Simultaneous Equations

An equation in mathematics is a mathematical statement stating that two objects should be equal. Two expressions on each side of an equal sign (=) make up an equation. There are two or more variables in it. In other words, the L.H.S value must equal the R.H.S value. It is necessary to verify the equivalence of an equation while substituting the values of the variables. In mathematics, there are various forms of equations. 

Simultaneous equations:

Two or more quantities are related by two or more equations in a simultaneous equation. It consists of a small number of independent equations. Simultaneous equations are sometimes known as systems of equations since they are made up of a finite number of equations for which a common solution is sought. To solve the equations, we must first determine the values of the variables involved. 

A system of equations, often known as a set of simultaneous equations, can be characterised as follows: 

1. Simultaneous linear equations

2. Simultaneous non-linear equations

3. System of bilinear equations

4. Simultaneous polynomial equations

5. System of differential equations

Methods for solving simultaneous equations:

Various approaches can be used to solve simultaneous linear equations. Substitution, elimination, and the augmented matrix method are three alternative approaches of solving simultaneous equations. The two simplest strategies will successfully solve the simultaneous equations to obtain correct solutions among these three ways. We will explain these two fundamental strategies in this article, namely, 

1. Elimination method

2. Substitution method

3. Comparison method

Apart from those methods, Cramer’s rule can be used to solve a system of linear equations. If the simultaneous linear equations have only two variables, we can solve them using the cross-multiplication approach. 

Elimination method:

Example: Using the elimination method, solve the following simultaneous equations. 

4a + 5b = 12

3a – 5b = 9 

Solution: The given equations are, 

4a + 5b = 12…….(1)

3a – 5b = 9……….(2)

Variable ‘b’ has the same sign as the other equation and has the same coefficient. To get rid of the variable ‘b,’ add equations 1 and 2. 

The terms that are similar will be added.

(4a + 3a) + (5b – 5b) = 12 + 9

7a = 21

Add the coefficient of a to the equation’s R.H.S. 

a = 21/7

We get a = 3 by dividing the R.H. S of the equation. Substituting the value a=3 into equation (1), we get 

4(3) + 5b = 12

12 + 5b = 12

5b = 12 – 12

5b = 0

b = 0/5 = 0 

As a result, a = 3 and b = 0 is the solution to the given simultaneous equations. 

Substitution method:

Example: Using the substitution approach, solve the following simultaneous equations. 

b = a + 2

a + b = 4 

Solution: The given equations are as follows,

b = a + 2……..(1)

a + b = 4………(2) 

In the second equation, substitute the value of b. We’ll get it, 

a + (a + 2) = 4

Solving for a, 

a + a + 2 = 4

2a + 2 = 4

2a = 4 – 2 = 2 

a = 2/2 = 1

In equation 1, replace a with this value.

b = a + 2

b = 1 + 2

b = 3 

As a result, the given simultaneous equations have the following solution: a = 1 and b = 3. 

Comparison method:

1. Find an unknown quantity of values in respect to other equations using the first equation. 

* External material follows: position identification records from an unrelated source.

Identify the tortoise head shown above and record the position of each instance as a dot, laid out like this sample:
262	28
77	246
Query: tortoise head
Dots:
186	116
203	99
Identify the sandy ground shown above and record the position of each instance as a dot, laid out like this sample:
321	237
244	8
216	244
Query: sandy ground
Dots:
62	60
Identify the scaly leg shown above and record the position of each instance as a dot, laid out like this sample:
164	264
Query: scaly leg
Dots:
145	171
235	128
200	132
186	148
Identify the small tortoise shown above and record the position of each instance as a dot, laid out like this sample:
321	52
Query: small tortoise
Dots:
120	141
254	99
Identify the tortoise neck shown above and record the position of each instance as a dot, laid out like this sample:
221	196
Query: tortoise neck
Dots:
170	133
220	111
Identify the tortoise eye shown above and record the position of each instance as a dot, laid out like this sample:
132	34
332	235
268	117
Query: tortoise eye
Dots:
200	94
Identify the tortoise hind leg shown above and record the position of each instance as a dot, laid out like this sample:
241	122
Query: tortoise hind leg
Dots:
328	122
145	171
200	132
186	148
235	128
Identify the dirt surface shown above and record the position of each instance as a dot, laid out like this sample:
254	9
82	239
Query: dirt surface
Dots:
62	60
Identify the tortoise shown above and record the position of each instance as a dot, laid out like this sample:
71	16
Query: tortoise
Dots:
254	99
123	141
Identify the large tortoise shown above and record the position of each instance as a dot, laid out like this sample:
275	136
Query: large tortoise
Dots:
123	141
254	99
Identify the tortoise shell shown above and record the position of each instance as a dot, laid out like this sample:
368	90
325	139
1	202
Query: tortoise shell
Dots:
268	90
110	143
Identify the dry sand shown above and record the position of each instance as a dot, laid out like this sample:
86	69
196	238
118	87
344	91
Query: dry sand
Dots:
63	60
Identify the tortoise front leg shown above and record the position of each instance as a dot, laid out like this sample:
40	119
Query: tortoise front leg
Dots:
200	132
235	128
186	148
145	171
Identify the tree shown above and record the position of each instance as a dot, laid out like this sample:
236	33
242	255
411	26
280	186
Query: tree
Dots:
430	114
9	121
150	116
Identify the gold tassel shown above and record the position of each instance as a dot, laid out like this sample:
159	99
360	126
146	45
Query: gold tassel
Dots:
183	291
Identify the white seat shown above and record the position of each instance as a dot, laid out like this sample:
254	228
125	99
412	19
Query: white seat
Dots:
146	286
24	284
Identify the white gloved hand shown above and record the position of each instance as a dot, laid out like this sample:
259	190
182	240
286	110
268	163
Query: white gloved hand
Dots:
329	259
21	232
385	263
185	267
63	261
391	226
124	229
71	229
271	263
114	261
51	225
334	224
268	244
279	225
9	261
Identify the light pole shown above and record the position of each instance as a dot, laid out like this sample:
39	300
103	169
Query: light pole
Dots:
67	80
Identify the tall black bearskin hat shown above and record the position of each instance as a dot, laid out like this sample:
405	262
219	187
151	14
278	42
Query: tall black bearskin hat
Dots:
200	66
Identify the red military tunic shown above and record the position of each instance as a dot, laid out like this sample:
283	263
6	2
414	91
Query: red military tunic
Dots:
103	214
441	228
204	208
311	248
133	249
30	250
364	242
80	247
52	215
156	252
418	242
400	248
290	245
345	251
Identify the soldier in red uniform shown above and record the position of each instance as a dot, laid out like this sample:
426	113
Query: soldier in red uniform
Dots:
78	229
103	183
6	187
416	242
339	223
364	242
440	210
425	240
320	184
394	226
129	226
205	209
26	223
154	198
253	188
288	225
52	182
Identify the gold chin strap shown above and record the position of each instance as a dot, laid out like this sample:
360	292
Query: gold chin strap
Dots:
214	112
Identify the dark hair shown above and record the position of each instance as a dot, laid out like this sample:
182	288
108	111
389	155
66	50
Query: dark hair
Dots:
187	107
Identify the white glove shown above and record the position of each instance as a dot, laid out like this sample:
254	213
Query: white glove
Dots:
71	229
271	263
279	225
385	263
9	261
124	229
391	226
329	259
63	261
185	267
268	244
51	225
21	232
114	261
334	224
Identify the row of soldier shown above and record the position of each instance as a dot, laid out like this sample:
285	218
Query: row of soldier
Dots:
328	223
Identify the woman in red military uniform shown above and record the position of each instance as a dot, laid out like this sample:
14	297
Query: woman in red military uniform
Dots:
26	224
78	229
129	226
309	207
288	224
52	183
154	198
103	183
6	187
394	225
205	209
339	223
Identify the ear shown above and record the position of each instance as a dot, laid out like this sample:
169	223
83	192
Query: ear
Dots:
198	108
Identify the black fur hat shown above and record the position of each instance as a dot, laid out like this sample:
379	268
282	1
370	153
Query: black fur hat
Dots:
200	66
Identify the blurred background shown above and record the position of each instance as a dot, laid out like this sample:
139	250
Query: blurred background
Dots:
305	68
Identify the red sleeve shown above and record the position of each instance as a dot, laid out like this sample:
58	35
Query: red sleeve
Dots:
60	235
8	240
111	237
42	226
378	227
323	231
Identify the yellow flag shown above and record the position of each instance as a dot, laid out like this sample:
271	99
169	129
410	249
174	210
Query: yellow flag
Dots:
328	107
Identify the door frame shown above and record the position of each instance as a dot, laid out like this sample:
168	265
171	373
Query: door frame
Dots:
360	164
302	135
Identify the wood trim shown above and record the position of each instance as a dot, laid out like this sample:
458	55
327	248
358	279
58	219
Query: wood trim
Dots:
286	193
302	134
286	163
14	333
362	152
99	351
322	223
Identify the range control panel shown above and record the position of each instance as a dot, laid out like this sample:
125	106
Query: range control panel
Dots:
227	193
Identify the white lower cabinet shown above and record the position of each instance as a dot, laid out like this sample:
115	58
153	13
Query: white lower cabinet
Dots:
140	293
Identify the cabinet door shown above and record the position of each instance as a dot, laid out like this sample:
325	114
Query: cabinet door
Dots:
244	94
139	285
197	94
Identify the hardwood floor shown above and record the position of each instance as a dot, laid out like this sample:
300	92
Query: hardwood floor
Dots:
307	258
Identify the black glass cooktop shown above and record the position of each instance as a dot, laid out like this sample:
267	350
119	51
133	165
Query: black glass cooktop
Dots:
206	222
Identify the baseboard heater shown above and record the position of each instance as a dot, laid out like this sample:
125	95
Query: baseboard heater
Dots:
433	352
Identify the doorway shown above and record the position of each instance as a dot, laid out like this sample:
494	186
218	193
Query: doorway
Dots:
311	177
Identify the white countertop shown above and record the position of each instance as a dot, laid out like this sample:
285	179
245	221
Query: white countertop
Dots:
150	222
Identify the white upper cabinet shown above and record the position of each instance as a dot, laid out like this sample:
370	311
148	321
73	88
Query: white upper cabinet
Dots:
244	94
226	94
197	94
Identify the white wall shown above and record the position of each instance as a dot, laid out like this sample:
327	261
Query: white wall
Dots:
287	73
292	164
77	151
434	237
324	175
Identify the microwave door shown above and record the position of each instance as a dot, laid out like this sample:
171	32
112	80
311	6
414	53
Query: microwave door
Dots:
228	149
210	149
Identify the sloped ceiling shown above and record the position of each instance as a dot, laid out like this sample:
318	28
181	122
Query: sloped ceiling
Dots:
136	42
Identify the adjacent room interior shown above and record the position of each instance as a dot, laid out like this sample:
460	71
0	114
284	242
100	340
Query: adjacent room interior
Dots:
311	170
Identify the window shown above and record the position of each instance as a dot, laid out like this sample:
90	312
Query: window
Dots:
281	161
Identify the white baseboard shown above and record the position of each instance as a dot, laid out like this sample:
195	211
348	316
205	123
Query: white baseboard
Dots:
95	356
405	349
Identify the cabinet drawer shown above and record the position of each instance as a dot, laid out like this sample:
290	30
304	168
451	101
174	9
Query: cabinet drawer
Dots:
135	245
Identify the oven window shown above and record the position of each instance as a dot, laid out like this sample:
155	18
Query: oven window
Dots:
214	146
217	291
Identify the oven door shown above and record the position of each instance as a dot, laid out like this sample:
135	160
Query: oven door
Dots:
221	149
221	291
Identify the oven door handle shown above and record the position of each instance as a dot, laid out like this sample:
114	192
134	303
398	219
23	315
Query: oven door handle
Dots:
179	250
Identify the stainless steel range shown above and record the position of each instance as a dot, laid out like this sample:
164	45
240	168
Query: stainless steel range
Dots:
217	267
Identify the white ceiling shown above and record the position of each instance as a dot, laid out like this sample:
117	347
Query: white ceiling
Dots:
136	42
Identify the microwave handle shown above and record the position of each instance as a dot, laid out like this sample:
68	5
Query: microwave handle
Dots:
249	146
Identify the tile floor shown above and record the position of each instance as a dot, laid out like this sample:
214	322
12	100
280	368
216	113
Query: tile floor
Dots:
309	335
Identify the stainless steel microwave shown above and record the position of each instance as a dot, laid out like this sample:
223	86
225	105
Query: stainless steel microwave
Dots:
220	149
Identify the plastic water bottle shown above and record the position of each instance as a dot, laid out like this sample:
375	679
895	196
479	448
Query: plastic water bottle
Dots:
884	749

2. Find the same unknown quantity of values in connection to the other equations from the second equation. Consider a set of Simultaneous Equations at x and y. The value of x is represented by y in the first expression. The value of x is also represented by y in the second statement. 

3. Since x = x and y = y for all values of x and y, the two values obtained are plainly the same. Equate these two values to create an equation for one variable, then solve it. 

4. Find the value of the second variable by substituting the value of one of the variables into one of the previous equations. 

Conclusion:

Linear equations are frequently used in financial domains. To balance accounts, calculate pricing, and set budgets, accountants, auditors, budget analysts, insurance underwriters, and loan officers employ equations. Athletes and cyclists may calculate the ideal routes for their daily practice routine using the three important variables of speed, distance, and time. They can use different Mathematical formulas to achieve various goals, such as running the longest distance, increasing endurance, or increasing speed.